Danville is set to become the latest Bay Area community to utilize license plate reader technology after the Town Council on Tuesday unanimously approved a police department proposal to bring the cameras to more than a dozen street intersections and six police patrol cars.
Aimed at helping investigators solve and deter crimes, the effort to bring automated license plate readers and companion situational awareness cameras (sitcams) to Danville comes with almost $840,000 in initial costs, according to police chief Steve Simpkins. The program is expected to be fully implemented by the end of the year.
"This right here will absolutely be money well spent," Councilman Robert Storer said toward the end of the 25-minute discussion at the Town Meeting Hall. No citizens commented about the camera proposal during the public meeting Tuesday night.
"As far as I'm concerned, you could start it tomorrow morning," Councilman Mike Doyle added.
License plate recognition technology is among the solutions -- short-term and long-term -- the Danville Police Department is using to combat an uptick in crimes that the town has seen the past two years, according to Simpkins.
"From law enforcement's perspective, license plate cameras enhance crime prevention and criminal investigations by first and foremost discouraging criminals, alerting us to stolen or wanted vehicles and providing investigators with data on vehicles leaving the scene of crimes," the police chief told the council.
The reader cameras capture images of vehicle license plates, compare that information to law enforcement databases and alert officers to vehicles of interest, according to Simpkins.

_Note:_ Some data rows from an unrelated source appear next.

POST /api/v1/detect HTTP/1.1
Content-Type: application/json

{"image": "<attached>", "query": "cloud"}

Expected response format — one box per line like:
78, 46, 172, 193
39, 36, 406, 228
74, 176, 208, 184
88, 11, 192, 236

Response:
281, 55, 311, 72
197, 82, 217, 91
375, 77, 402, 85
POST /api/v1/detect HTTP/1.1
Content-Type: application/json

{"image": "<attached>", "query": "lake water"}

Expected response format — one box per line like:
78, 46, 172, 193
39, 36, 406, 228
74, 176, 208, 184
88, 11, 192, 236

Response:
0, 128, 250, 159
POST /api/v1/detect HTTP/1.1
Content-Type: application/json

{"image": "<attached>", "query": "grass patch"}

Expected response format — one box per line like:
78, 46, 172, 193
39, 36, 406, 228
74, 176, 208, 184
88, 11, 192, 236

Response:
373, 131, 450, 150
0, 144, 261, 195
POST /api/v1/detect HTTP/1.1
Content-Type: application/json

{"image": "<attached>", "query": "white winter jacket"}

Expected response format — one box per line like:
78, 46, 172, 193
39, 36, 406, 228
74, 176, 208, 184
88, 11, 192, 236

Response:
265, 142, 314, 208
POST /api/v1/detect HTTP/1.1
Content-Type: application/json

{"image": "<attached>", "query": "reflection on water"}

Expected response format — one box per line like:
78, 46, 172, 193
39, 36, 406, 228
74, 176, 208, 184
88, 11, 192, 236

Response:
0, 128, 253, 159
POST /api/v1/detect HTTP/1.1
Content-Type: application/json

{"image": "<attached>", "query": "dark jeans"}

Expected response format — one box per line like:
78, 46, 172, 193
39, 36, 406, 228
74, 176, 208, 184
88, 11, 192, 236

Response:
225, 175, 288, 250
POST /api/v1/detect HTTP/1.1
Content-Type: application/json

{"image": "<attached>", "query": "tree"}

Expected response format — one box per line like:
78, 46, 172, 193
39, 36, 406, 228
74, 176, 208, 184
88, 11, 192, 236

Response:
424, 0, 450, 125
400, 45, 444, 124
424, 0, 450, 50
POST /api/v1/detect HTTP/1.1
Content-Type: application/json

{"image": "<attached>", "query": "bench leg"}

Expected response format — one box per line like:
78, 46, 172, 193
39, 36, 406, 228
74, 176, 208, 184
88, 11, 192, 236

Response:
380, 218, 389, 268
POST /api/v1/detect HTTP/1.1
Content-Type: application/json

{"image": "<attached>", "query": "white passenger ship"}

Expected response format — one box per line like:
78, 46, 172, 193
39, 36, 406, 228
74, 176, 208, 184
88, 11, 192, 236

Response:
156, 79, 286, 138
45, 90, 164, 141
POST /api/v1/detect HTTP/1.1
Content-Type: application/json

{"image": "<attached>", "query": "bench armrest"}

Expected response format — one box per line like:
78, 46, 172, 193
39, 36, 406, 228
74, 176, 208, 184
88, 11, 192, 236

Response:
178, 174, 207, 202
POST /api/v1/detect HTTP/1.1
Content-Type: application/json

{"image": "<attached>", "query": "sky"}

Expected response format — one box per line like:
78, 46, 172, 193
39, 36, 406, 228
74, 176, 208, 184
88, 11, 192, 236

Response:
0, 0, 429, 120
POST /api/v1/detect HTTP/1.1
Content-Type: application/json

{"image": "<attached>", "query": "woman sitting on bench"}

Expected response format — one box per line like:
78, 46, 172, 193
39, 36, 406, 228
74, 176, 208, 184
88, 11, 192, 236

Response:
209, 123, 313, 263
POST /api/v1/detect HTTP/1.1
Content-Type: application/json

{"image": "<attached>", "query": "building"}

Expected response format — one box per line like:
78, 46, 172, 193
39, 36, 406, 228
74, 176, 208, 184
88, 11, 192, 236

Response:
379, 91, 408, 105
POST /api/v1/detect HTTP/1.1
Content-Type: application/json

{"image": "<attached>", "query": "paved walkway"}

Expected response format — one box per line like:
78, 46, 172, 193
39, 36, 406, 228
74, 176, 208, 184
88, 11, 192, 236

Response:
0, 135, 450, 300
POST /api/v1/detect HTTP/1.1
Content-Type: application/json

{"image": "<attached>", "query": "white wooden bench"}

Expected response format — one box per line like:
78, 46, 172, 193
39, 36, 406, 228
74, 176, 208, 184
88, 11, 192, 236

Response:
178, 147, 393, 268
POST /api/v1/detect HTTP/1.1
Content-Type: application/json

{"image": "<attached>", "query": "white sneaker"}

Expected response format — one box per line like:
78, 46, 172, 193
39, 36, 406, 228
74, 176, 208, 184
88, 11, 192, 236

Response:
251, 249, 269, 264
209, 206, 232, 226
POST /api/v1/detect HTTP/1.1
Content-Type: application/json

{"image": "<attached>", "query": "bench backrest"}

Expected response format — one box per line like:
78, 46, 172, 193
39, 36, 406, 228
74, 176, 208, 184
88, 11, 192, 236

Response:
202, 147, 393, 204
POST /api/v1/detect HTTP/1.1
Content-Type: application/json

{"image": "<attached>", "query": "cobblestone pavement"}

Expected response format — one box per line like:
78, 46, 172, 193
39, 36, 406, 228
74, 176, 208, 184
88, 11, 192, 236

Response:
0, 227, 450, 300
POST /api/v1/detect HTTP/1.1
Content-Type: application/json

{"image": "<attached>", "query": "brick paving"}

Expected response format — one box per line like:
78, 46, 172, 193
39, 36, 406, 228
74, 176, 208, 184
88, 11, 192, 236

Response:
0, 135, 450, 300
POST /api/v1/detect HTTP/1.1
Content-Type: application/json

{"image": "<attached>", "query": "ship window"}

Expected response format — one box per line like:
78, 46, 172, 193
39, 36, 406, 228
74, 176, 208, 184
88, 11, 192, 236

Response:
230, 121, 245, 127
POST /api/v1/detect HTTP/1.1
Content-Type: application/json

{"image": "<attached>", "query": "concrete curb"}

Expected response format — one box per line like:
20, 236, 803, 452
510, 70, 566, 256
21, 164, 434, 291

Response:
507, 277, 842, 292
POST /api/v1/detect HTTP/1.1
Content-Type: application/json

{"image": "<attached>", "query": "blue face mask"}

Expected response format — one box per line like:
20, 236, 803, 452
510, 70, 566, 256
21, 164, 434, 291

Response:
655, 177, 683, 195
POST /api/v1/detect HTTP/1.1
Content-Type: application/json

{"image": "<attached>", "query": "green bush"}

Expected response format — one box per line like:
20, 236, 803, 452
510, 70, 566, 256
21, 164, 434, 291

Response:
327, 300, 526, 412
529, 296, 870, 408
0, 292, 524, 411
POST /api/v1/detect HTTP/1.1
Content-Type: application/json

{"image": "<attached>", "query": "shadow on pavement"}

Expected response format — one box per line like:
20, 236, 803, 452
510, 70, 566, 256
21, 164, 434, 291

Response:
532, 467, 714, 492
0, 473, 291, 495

The intent of the program is to identify vehicles, not their occupants nor integrate it with facial recognition software, he added.
The companion sitcams, which will be placed at the same intersections as the reader cameras, take real-time footage for investigators to review in situations when vehicles without license plates are tied to a crime, Simpkins said.
The police chief tried to allay potential privacy concerns, telling the council the program is intended to serve as investigative tool after crimes take place and only law enforcement investigators will have access to the data.
"Once a crime occurred, we have the ability to go back and look and get a lead to work on, where we wouldn't have had that lead before," he added.
Other East Bay cities have successfully utilized similar readers, including nearby communities such as Pleasanton, San Ramon, Dublin, Lafayette and Pittsburg, Simpkins noted.
"This technology is being used all over the Bay Area, and quite frankly all over California and beyond," he said, adding that he's talked to fellow police chiefs statewide about the readers and he heard "high marks from everyone involved."
The department plans to mount license plate readers and sitcams on traffic signals or light poles at 13 Danville intersections, including Danville and El Cerro boulevards, El Cerro and Interstate 680, Diablo Road and Camino Tassajara, San Ramon Valley Boulevard and Sycamore Valley Road, and El Capitan Drive and Crow Canyon Road.
Police will also sitcams to Oak Hill Park as tools to provide investigative leads and deter after-hours loitering and vandalism at the park, All Wars Memorial and Oak Hill Park Community Center.
The proposal calls for 36 fixed readers and 33 sitcams overall. Mobile readers would also be mounted on six existing patrol vehicles -- three readers each -- to provide additional coverage throughout the town, according to Simpkins.
The program will have $839,360 in initial capital costs, which includes purchase, installation, data storage and licensing. Implementation will integrate reader technology from Vigilant Systems and sitcams manufactured by Hitachi.
There will be $139,348 in estimated annual operating and replacement costs going forward, the chief said.
Initial purchase costs would be funded through a new capital improvement program (CIP) project with $839,360 in available CIP general purpose funds. Next year's annual operating costs would be part of the police services budget, and future equipment replacement costs would require new capital funding starting in 2017-18, according to Simpkins.